Cloning into ‘test-opg’…
Host key verification failed.
fatal: Could not read from remote repository.

Please make sure you have the correct access rights
and the repository exists.

I tried creating a new repo on Github first then running this but I just keep getting this error?

Is there something I’m missing?

This may be caused by SSH.

Could you clone the obsidian-sample-plugin from https://github.com/obsidianmd/obsidian-sample-plugin.git?

I added a new directive called --https/-H.

You can install v1.0.4 of obsidian-plugin-generator and try again through opg -Hi command.

Getting a different error now…

TypeError [ERR_INVALID_ARG_TYPE]: The “path” argument must be of type string. Received undefined

Strange thing is it does actually work now. The repo is successfully downloaded.

Oh, I see~

I used process.env.PWD as the first parameter of the path.resolve() method, and this value may be undefined(For example, under the windows system).

I have done compatibility processing, and when its value is undefined, process.pwd() will be taken as the first parameter.

(Version 1.0.5 has been released and bless no more bugs… :ghost:)

I got it working, you just need one small change in index.js.
The line…

await $"cd ${id} && rm -rf .git && git init"

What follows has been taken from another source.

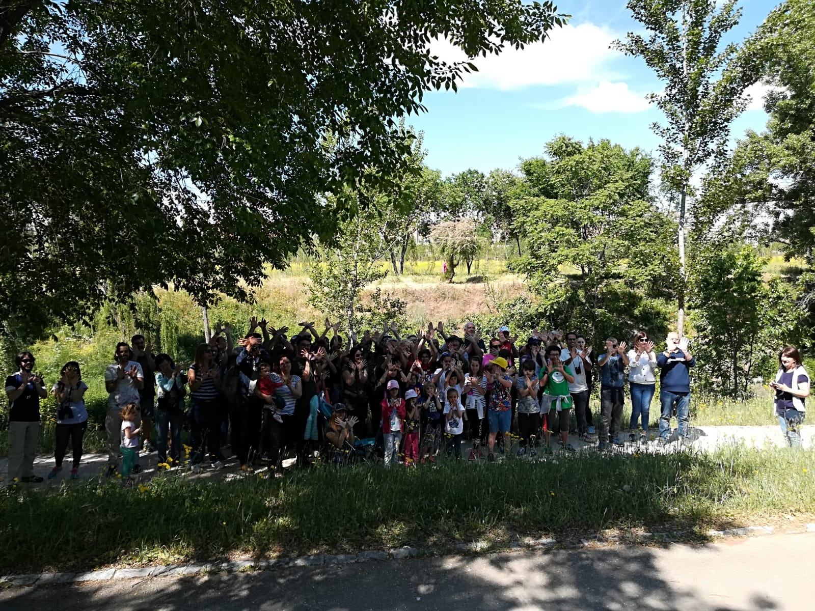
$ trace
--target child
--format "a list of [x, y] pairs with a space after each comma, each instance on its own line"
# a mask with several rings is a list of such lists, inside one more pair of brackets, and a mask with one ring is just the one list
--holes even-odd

Needs the double quotes I added above and no more errors!
Thanks, this is a nice tool to have.

Spoke to soon… While wrapping it in quotes gets rid of the errors, the commands are not actually executed. So the .git folder is not removed and reinitialized. Still playing with this but powershell can be a real pain sometimes. The main thing is the repo is successfully cloned. I can always just delete the .git folder manually.

Because “id” is a variable. If double quotes are used, then it becomes a string. So it will report an error.

Thank you for your patience and feedback~ :grinning:

Finally got it working in Powershell, this is the line I am using.

await $cd ${id}; rm -r -fo .git; git init

I used semi-colon to replace ‘&&’ and ‘rm -r -fo’ to replace ‘rm -rf’ (Powershell does not undestand the -rf switch)

This works really great! Thanks for providing this tool.